L’euro – Se a qualcuno fosse sfuggito, la moneta unica ormai è il marco. Il fatto che la Germania sia rimasta l’unico paese con tripla A e outlook positivo non lascia dubbi sulla nazionalizzazione dell’Europa in salsa teutonica. Tutta roba che può gradire Frau Markel ma che fa a cazzotti con i principi di comunione e solidarietà sui quali l’Unione è nata e si è piazzata in Borsa finché non ha deciso di deragliare con il nuovo Trattato dello scorso mese.

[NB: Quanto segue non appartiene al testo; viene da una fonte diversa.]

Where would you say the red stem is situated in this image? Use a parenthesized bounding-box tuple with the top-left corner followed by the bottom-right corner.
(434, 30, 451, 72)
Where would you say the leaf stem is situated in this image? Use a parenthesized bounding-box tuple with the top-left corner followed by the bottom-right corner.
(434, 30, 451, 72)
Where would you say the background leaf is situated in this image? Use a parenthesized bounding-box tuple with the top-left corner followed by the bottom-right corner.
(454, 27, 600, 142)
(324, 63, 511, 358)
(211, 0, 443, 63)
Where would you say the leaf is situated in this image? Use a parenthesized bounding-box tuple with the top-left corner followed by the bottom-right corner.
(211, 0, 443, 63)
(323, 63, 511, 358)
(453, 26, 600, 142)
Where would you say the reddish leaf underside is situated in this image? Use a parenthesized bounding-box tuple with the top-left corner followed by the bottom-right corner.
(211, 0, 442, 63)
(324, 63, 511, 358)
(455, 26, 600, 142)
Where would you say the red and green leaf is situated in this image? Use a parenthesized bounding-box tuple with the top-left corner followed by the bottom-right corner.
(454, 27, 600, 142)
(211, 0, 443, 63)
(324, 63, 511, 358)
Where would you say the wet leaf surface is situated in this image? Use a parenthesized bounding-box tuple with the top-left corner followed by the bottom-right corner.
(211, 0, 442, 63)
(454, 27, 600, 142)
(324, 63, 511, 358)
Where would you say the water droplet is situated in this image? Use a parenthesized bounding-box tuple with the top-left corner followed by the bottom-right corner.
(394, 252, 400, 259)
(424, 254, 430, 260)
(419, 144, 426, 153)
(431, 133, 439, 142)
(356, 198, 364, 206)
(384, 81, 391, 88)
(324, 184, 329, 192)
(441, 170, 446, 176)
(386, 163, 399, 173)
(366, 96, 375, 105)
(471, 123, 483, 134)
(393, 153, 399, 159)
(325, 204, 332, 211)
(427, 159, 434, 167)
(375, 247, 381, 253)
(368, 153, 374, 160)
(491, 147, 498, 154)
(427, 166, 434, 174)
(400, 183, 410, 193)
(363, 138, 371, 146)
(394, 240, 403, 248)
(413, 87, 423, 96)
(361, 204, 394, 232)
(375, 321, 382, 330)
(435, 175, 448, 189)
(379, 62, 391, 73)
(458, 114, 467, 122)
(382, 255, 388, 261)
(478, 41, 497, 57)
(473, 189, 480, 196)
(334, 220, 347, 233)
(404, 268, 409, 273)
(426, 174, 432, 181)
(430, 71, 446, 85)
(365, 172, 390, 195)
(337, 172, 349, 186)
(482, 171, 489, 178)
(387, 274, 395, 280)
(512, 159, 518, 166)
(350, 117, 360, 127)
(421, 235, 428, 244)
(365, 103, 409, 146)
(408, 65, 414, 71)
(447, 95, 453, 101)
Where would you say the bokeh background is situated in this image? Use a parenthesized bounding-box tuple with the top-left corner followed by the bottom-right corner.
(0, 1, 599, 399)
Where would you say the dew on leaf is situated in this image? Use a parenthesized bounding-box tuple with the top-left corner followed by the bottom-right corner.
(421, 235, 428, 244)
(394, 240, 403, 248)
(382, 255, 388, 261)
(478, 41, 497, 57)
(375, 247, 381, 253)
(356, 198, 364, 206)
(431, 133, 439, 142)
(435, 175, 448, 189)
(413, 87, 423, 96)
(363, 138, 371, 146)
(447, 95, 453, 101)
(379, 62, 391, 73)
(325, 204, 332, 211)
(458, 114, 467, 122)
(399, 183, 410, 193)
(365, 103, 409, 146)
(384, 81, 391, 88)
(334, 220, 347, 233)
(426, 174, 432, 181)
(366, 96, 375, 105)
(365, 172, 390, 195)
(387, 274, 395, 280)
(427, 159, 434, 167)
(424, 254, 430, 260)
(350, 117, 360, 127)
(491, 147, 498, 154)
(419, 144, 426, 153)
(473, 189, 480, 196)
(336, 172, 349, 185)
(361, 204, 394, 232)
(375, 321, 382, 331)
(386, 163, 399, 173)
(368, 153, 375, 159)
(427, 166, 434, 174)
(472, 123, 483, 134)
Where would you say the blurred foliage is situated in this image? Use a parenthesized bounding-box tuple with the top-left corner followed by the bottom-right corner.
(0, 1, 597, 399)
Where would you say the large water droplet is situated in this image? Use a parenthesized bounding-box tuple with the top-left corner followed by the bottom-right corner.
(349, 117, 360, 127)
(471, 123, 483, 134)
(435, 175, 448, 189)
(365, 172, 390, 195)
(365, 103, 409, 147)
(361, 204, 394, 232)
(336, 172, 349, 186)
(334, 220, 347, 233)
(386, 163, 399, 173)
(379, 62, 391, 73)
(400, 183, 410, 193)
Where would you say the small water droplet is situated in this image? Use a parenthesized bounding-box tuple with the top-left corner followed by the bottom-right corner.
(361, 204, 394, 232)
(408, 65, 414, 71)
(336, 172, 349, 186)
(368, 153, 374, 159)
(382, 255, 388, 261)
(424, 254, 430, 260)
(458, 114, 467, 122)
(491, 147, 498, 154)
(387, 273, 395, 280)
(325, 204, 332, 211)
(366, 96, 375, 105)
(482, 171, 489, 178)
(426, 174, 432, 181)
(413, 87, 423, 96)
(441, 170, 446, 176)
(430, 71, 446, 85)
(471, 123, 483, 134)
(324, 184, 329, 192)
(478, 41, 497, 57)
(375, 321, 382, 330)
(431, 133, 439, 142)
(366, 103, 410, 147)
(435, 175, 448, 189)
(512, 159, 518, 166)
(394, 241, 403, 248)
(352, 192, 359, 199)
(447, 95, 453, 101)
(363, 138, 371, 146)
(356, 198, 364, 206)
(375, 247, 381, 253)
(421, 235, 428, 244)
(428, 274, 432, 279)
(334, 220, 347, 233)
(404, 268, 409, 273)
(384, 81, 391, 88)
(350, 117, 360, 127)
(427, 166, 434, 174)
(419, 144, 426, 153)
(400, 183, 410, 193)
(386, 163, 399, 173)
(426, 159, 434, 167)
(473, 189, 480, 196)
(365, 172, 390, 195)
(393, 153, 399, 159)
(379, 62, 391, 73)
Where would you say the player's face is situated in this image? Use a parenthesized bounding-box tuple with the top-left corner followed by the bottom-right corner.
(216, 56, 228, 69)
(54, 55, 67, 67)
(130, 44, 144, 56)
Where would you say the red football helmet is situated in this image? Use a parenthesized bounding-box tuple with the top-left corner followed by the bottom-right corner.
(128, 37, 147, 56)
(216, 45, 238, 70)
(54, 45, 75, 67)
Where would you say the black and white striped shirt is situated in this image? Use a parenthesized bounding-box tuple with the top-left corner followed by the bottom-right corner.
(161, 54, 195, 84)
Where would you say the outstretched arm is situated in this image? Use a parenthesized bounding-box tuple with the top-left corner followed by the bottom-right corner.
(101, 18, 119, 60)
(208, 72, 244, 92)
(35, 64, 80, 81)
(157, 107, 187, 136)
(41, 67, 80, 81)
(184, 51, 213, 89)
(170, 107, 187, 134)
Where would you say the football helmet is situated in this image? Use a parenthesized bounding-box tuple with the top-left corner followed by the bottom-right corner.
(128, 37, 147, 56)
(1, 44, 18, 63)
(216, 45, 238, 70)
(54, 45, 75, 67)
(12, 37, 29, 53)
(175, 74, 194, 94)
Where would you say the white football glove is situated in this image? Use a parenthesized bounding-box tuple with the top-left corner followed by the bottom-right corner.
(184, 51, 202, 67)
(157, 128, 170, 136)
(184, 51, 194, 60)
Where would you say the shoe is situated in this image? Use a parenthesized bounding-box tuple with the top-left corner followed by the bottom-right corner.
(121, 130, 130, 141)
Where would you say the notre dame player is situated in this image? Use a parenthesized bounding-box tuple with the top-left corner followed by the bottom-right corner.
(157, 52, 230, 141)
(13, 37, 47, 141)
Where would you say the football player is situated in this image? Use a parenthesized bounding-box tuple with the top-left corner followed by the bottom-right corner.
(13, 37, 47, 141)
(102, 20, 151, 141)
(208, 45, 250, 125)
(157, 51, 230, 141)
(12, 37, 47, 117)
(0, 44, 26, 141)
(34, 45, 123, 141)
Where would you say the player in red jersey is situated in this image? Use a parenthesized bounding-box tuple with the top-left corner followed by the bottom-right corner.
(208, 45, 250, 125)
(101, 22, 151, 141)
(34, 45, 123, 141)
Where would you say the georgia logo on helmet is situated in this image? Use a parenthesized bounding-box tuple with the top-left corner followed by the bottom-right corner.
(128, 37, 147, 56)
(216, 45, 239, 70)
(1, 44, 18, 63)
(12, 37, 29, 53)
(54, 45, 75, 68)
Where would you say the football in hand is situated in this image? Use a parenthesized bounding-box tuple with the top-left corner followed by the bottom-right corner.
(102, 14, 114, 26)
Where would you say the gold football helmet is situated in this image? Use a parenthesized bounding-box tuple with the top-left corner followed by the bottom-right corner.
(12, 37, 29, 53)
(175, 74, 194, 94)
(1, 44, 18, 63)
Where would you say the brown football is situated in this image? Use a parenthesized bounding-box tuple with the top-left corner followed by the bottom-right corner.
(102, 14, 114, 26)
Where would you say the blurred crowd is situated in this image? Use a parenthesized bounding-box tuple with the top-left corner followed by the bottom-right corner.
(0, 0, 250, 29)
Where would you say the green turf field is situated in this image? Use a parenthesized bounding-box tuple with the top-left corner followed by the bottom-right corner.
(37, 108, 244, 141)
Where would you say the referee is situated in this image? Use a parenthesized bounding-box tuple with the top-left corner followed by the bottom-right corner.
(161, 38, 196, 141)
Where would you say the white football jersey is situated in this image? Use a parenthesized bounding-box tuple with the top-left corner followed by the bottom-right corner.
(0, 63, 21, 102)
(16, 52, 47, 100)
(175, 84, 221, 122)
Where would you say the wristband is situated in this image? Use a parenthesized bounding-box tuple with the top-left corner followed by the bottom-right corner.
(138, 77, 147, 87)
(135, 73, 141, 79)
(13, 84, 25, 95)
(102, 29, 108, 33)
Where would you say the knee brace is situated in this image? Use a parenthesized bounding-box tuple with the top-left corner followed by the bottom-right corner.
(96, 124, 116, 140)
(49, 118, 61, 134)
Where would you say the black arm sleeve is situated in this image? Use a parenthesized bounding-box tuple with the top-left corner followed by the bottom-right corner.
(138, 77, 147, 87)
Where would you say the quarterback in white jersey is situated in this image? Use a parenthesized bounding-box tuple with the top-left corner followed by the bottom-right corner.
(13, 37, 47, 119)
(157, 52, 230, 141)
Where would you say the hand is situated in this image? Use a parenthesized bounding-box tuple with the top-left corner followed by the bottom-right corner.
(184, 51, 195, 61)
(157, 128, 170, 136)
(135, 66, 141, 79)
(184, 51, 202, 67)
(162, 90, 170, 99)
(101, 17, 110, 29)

Unione fiscale – Pretendere che tutta l’area euro organizzi il proprio assetto fiscale su volontà del germanico pensiero non è solo miope, è anche pericoloso perché i Membri sono diversi per struttura, sistema fiscale interno, tenuta dei conti. L’omologazione significa rigore estremo, una medicina che ai mercati non piace, non convince, non soddisfa l’urgenza di crescita né invoglia ad investire su chi, è scontato, non ha speranze di farcela. Per capirci: il Fiscal Compact a cui Monti ha detto frettolosamente sì e che, di contro, ha fatto scappare l’Inghilterra prevede la riduzione di un 20esimo del debito l’anno per i paesi che superano il 60% del rapporto con il Pil. L’Italia annega in un rapporto del 120%. Tradotto significa che per rispettare il patto ci si dovrà sobbarcare di una manovra di 40/50 miliardi ogni anno. Una enormità radunabile solo vendendo ogni cosa esista sul territorio e svenandosi di tasse fino alla morte. E siamo già in recessione. Perché i mercati dovrebbero fidarsi? Si dica lo stesso degli altri Stati in difficoltà.

S&P
reuters.com

Germania – Parliamo di credibilità. Che l’Italia abbia parecchie pecche da farsi perdonare sulla gestione del proprio debito è fuori di dubbio, ma i nostri impegni li abbiamo sempre onorati. Prima e dopo Monti. Che alla Germania, ora, spetti il carico maggiore di oneri è altrettanto vero ma non ha voglia di assumerlo. Quando S&P motiva il giudizio spiegando che: “l’esito del vertice del 9 dicembre e le dichiarazioni successive da parte dei politici, ci portano a credere che l’accordo raggiunto non abbia prodotto un cambiamento di portata sufficiente ad affrontare i problemi finanziari della zona euro”. E che “L’accordo politico non fornisce risorse addizionali sufficienti o flessibilità operativa tali da rafforzare le operazioni di salvataggio europee, e non amplia abbastanza il supporto per quei debiti sovrani della zona euro soggetti a pressioni di mercato che si sono fatte più intense”, afferma di nuovo che i mercati non vogliono intransigenza fiscale ma garanzie di stabilità e crescita futura. Ciò che invocano è un rafforzamento della Bce e una revisione integrale del patto internazionale. Subito. E quando la Merkel finge di non capire e si limita a ribadire che ad essere rafforzato sarà il Fondo Salva-Stati (a rischio declassamento), o peggio, che il mercato apprezzerà le riforme dei governi spagnolo e italiano, lascia intendere la risolutezza a non accettare il ruolo né la responsabilità che il mercato le sta imponendo in ragione del suo rating. In sintesi: continua ad infischiarsene, scaricando il peso sui paesi più esposti. E tutto questo non è credibile.